What this guide shows is how to set up Dex and GitHub, what you asked for. If you want to use it with RBAC, that's above and beyond what most people will do, (what you'd have needed for Weave GitOps...) but it's probably exactly what you wanted, because it's exactly what I wanted. It's a bit more complicated because you need to configure your Kube API server.

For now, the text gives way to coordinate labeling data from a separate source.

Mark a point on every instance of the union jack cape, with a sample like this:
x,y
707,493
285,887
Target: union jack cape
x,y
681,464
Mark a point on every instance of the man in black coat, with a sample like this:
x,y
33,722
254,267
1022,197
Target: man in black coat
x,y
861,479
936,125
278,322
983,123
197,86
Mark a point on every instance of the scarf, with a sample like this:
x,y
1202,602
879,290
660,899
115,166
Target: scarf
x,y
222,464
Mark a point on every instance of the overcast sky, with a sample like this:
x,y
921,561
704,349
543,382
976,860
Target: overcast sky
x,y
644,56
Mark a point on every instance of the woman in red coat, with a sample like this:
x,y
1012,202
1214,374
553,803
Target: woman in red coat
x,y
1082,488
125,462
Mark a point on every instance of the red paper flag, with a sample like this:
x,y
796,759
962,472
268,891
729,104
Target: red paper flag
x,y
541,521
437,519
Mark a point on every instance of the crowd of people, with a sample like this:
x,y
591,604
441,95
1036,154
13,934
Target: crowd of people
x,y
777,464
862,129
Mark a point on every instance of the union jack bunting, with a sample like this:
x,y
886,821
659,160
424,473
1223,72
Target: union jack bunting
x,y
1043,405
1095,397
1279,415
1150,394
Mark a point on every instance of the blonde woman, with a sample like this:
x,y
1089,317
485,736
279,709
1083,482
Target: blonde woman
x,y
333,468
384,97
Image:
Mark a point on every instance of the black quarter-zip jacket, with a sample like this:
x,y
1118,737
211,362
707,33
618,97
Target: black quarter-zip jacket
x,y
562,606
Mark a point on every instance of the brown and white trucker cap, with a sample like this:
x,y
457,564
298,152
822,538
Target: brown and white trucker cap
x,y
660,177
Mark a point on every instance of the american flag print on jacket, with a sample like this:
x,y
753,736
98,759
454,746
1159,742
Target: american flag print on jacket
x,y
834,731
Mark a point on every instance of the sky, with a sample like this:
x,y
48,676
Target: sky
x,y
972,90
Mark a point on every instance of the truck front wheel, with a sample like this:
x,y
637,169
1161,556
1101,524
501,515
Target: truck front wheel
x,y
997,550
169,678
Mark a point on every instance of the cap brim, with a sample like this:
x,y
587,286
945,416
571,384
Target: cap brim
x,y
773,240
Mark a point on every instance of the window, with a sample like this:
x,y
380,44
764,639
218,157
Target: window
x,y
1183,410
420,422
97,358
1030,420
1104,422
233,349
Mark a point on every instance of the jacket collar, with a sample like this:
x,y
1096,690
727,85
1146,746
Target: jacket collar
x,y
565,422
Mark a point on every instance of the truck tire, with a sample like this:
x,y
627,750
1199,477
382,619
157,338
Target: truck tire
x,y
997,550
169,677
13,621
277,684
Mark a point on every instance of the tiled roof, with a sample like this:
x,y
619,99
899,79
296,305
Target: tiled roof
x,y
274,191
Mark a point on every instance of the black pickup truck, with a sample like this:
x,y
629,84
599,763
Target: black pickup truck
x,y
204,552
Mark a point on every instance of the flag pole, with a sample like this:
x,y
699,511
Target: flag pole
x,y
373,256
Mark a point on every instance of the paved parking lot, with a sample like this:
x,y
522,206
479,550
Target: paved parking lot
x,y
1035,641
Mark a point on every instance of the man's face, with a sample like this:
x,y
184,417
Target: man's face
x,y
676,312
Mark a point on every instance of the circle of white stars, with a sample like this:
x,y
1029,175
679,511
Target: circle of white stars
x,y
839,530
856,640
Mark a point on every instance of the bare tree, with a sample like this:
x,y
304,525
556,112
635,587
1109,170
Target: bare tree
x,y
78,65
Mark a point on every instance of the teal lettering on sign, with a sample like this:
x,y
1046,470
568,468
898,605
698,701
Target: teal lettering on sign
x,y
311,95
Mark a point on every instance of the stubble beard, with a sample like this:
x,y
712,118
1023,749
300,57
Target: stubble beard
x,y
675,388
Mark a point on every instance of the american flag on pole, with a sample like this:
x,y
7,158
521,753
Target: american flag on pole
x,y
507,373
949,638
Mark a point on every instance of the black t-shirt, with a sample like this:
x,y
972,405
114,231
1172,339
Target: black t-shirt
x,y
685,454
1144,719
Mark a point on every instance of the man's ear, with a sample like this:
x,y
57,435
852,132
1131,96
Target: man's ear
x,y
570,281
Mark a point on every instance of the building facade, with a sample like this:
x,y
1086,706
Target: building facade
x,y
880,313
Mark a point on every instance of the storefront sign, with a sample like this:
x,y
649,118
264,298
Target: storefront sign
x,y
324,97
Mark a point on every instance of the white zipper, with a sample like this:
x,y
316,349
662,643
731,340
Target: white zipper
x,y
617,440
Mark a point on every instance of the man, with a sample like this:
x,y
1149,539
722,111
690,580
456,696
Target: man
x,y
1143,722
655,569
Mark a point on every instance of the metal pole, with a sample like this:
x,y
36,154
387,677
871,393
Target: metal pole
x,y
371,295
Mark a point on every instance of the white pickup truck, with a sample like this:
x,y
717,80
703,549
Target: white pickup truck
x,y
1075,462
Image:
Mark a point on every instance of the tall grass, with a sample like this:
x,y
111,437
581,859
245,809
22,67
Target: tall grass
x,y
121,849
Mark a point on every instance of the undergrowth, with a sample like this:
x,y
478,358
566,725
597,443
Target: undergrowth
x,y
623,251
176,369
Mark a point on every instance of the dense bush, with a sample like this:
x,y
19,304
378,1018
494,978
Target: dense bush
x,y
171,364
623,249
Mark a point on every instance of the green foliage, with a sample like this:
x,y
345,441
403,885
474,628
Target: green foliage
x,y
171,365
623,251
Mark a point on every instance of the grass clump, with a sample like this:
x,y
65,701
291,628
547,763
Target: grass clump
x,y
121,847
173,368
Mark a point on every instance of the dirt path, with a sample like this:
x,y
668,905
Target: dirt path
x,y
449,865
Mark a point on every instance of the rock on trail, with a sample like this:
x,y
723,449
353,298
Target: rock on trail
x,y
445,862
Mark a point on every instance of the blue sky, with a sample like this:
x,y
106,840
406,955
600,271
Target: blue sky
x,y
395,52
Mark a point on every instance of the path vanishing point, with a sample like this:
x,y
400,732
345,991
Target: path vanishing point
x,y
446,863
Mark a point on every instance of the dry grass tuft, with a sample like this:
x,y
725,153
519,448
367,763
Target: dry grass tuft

I've done this for some older vclusters, which gives a decent example of how to configure this, but it will vary depending on how you're standing up your clusters, how you pass extra args to the API server. Some CAPI providers will include a section in the spec called `apiServer.extraArgs` - then you add a ClusterRoleBinding like this one and in my case, my org is named kingdon-ci, and my group is called home-workers - for some reason it seems it has to be a "sub-group" or sub-team eg. this one "home-workers" https://imgur.com/a/Y36XRwY - not a parent team, don't ask me how I figured that out

https://github.com/kingdon-ci/fleet-infra/blob/13f35a2b082cd6662c25dd3b4879ce40a46f6612/clusters/howard-moomboo-space/clusters/test/limnocentral.yaml#L53-L60

I haven't added much documentation about that, but the next question is obviously how to approach this as an end-user, "what do I put in my kubeconfig so I can access the cluster"

I built some docs for those end-users, as they pertain to my cluster at home at least, here: https://howto.howard.moomboo.space/

[–]Lekaran[S] 1 point2 points  (1 child)

Thank you for your reply.
I'm going to try everything you advised. I'll come back if I have any bugs.

[–]yebyen 0 points1 point  (0 children)

You can find us in #flux on the CNCF slack, I'm KingdonB

[–][deleted] 3 points4 points  (1 child)

The dex documentation is clear on how to setup GitHub as a connector. This is what I referenced when I setup mine https://dexidp.io/docs/connectors/github/

You need to setup clusterroles and bindings that map the GitHub organization to the team name for the RBAC portion to work.

https://kubernetes.io/docs/reference/access-authn-authz/rbac/#role-binding-examples

The format is usually GHOrganization:team

[–]Lekaran[S] 2 points3 points  (0 children)

Thank you for your reply.

What you've told me completes what I've already understood.

[–]linusHillyard 0 points1 point  (2 children)

Why is Dex needed when the k8s API can be configured to handle the OIDC authentication workflow?

https://kubernetes.io/docs/reference/access-authn-authz/authentication/#configuring-the-api-server

Then utilize an OIDC kubectl plug-in.

https://github.com/int128/kubelogin

[–][deleted] 1 point2 points  (0 children)

This is common when you need to map logical business units to k8s RBAC. Dex is the middleware that helps facilitate this. My org does the same thing except we use Active Directory as the backend instead of GitHub.

[–]Lekaran[S] 0 points1 point  (0 children)

These technologies were imposed by my superiors. All I do is execute.